Ted Pitts, president and CEO of the South Carolina Chamber of Commerce, has an acute awareness of the business climate. His conversations with business leaders throughout the state afford him a unique perspective on developing a small business. “The Midlands is a good place to start a business. Picking the right location can be key. In addition to complying with county government rules, more than 20 towns and cities are located in Richland and Lexington counties alone. Each jurisdiction has different permitting requirements, regulations, ordinances, and tax structures that all impact the bottom line. You should do your research and due diligence before finalizing your decision about where to locate.”

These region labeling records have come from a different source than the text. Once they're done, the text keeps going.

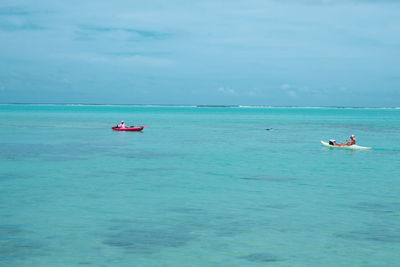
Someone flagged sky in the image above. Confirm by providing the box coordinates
[0,0,400,107]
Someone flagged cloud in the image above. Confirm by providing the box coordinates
[0,6,33,16]
[287,90,297,97]
[281,83,290,90]
[218,87,237,95]
[77,25,172,40]
[0,19,46,31]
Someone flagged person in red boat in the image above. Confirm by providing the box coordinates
[345,134,356,146]
[118,121,126,128]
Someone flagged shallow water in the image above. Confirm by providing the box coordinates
[0,105,400,266]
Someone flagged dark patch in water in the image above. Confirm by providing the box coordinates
[132,168,176,173]
[0,224,43,266]
[265,204,291,210]
[352,202,400,213]
[336,229,400,243]
[116,151,185,159]
[103,230,193,253]
[169,208,203,214]
[240,252,279,262]
[0,172,27,181]
[240,175,296,182]
[0,142,108,161]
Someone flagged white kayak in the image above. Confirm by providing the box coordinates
[321,141,372,150]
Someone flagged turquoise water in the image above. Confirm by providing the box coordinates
[0,105,400,267]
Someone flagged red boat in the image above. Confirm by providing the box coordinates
[112,126,147,132]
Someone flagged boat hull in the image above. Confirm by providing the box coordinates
[112,126,146,132]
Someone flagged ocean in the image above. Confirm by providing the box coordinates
[0,105,400,267]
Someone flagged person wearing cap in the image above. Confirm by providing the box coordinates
[345,134,356,146]
[118,121,126,128]
[329,139,345,146]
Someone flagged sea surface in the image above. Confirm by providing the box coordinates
[0,105,400,267]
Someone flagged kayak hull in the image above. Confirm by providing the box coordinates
[321,141,372,150]
[112,126,146,132]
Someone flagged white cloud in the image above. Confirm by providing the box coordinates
[287,90,297,97]
[218,87,237,95]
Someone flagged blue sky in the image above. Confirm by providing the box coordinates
[0,0,400,106]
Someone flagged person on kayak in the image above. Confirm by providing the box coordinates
[329,139,345,146]
[345,134,356,146]
[118,121,126,128]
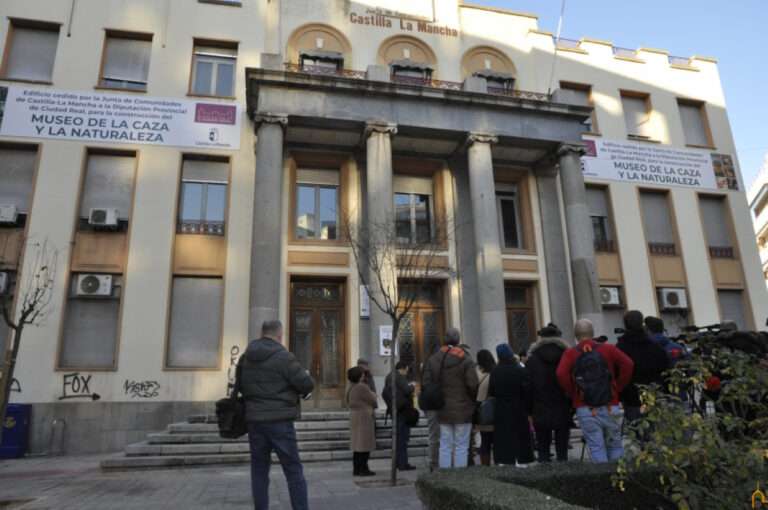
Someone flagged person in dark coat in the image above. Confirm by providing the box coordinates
[616,310,670,423]
[488,344,533,466]
[525,324,572,462]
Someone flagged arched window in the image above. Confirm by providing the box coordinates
[379,35,437,84]
[461,46,516,93]
[287,23,352,74]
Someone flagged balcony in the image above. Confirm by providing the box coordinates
[285,63,552,102]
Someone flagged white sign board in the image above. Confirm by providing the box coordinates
[379,326,397,356]
[581,140,739,190]
[360,285,371,319]
[0,86,240,150]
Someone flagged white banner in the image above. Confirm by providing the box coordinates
[581,140,739,190]
[0,86,240,150]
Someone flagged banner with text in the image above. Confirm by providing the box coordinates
[581,140,739,190]
[0,86,240,150]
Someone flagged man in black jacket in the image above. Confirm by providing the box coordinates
[235,321,315,510]
[616,310,669,423]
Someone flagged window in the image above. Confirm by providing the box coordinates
[294,169,339,241]
[717,290,747,330]
[496,184,523,249]
[99,32,152,91]
[677,99,713,147]
[166,276,224,369]
[640,191,677,255]
[699,196,734,258]
[176,158,229,236]
[621,92,653,140]
[191,42,237,97]
[3,20,59,83]
[587,186,616,252]
[560,82,599,133]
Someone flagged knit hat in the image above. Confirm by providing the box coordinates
[624,310,643,332]
[496,344,515,361]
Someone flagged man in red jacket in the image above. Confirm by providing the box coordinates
[557,319,634,462]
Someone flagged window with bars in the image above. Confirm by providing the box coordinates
[99,32,152,91]
[191,42,237,97]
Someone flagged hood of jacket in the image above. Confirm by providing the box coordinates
[528,338,568,365]
[245,338,285,363]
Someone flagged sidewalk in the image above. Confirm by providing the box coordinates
[0,456,421,510]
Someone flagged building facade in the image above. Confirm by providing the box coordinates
[749,155,768,285]
[0,0,768,452]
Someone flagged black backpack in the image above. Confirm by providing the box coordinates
[573,345,613,407]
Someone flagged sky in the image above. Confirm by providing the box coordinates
[484,0,768,186]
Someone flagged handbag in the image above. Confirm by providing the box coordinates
[419,352,448,411]
[216,354,248,439]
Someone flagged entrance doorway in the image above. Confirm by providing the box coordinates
[289,280,347,408]
[398,282,445,383]
[504,283,536,354]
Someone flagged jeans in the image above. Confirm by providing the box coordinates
[440,423,472,469]
[576,406,624,462]
[397,414,411,469]
[534,423,571,462]
[248,421,309,510]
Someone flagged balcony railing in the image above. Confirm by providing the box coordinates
[648,243,677,256]
[285,64,552,101]
[709,246,735,259]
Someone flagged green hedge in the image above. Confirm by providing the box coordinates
[416,462,674,510]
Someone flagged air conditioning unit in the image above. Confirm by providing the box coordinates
[75,274,112,297]
[88,208,118,227]
[0,204,19,223]
[600,287,621,308]
[659,289,688,310]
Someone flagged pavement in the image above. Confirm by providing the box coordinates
[0,456,422,510]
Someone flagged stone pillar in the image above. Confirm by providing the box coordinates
[535,160,574,330]
[364,122,397,375]
[466,133,509,350]
[557,144,607,335]
[248,114,288,339]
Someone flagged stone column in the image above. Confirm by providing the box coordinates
[466,133,509,350]
[535,163,574,330]
[248,114,288,339]
[557,144,607,335]
[364,122,397,374]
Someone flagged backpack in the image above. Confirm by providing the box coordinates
[573,344,613,407]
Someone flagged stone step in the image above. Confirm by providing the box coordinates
[101,447,427,471]
[147,427,429,444]
[125,436,427,457]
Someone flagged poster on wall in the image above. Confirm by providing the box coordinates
[581,140,739,190]
[0,86,240,150]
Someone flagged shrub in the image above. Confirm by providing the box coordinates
[614,334,768,510]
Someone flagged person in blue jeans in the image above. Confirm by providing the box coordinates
[557,319,634,462]
[235,321,315,510]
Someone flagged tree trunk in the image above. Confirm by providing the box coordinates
[389,318,400,487]
[0,325,23,444]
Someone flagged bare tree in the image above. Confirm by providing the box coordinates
[0,237,58,441]
[342,214,451,486]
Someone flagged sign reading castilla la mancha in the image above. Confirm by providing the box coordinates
[0,86,240,150]
[581,140,739,190]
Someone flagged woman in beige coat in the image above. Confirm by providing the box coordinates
[347,367,377,476]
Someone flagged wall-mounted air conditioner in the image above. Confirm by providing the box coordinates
[75,274,112,297]
[88,208,118,227]
[600,287,621,308]
[0,204,19,223]
[659,289,688,310]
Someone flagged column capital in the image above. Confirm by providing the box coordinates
[253,113,288,129]
[365,120,397,140]
[556,143,587,158]
[466,133,499,147]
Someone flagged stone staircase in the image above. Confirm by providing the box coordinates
[101,411,428,471]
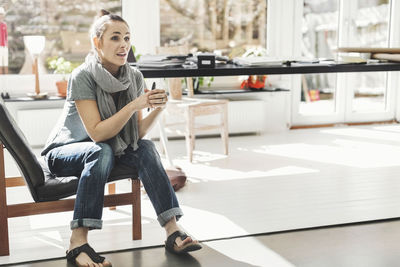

From a practical standpoint, every small business needs to define itself. Evan M. Hobbs, CPA, of Columbia-based The Hobbs Group, advises, “The strongest and most memorable businesses are built on a solid brand. When developing your brand, think about what your business stands for. What are the core values that drive your business? Customers and clients are looking for companies that have a compelling brand as much as they are shopping for high quality products and services. Your business name is the cornerstone of good branding and a successful business.” You will not attract the customers and clients you desire as a small business owner until you first go into their business world to bring them into yours.
Many small business holders discover the value of establishing “their” business culture only too late. “Every organizational concern is downstream of the business’s culture,” declares Cameron Runyan, CEO of The Charter Institute at Erskine College in Due West, South Carolina. “The leader’s responsibility is to clearly define and relentlessly protect the business’s culture. A business without a unified culture will eventually fragment and collapse from within.”
The opportunities for the small business community in the Midlands are exciting. It is an area brimming with opportunity for anyone wanting to start a business.